Environments - Vellum Docs

Overview

An environment determines where your assistant runs. By default, assistants run in Vellum Cloud, our managed platform, so you can sign up and go without managing any infrastructure. If you'd rather host the runtime yourself, you can run it locally on your Mac or deploy it to your own GCP, AWS, or custom Linux host. The environment you select affects latency, availability, resource limits, and how much control you have over the underlying infrastructure.

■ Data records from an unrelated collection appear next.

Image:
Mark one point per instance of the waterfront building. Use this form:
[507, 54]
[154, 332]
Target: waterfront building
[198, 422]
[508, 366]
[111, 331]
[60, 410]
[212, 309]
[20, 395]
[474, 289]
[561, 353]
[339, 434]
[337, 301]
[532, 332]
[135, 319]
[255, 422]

For self-hosted runtimes, you can specify the environment during hatch using the --remote flag:

vellum hatch --remote <local | gcp | aws | custom>

Architecture

The following diagram shows how the different environments relate to channels and external providers:

Vellum Cloud (recommended)

Run your assistant on Vellum's managed platform. No cloud accounts or server management required, just sign up and go.

Vellum handles provisioning, upgrades, scaling, and infrastructure so you can focus on using your assistant. Managed assistants use Anthropic (Claude) as the default provider, billing is handled through your Vellum account, and your workspace is encrypted and isolated to you.

Pros: Zero setup, always-on, automatic upgrades, no infrastructure to manage. Reachable from web, desktop, mobile, voice, and chat channels.
Cons: No direct access to local files or tools on your machine without the desktop app. Provider selection is managed by Vellum.

Local

Run the assistant runtime on the same machine as the desktop app. Useful for development, testing, and privacy-sensitive use cases where you want everything on hardware you own.

vellum hatch

When running locally, the assistant daemon and gateway both start on your machine. Latency is low and your assistant has direct access to local files and tools.

Pros: Low latency, full access to local files and tools, runs entirely on your hardware.
Cons: Tied to your machine being on. Uses local compute resources.

User Hosted

Run the assistant on infrastructure you control. This is useful when you need the assistant to stay running independently of your local machine, when you need more compute resources, or when you have specific compliance requirements. Three hosting options are supported:

GCP

Provisions a Google Cloud Compute Engine VM and bootstraps the assistant runtime on it.

vellum hatch --remote gcp

Requires gcloud authentication and the GCP_PROJECT and GCP_DEFAULT_ZONE environment variables.

AWS

Provisions an AWS EC2 instance and bootstraps the assistant runtime on it.

vellum hatch --remote aws

Requires AWS credentials configured via the standard AWS CLI authentication flow.

Custom

Deploy the assistant to any machine you can SSH into. Set the VELLUM_CUSTOM_HOST environment variable to your target host.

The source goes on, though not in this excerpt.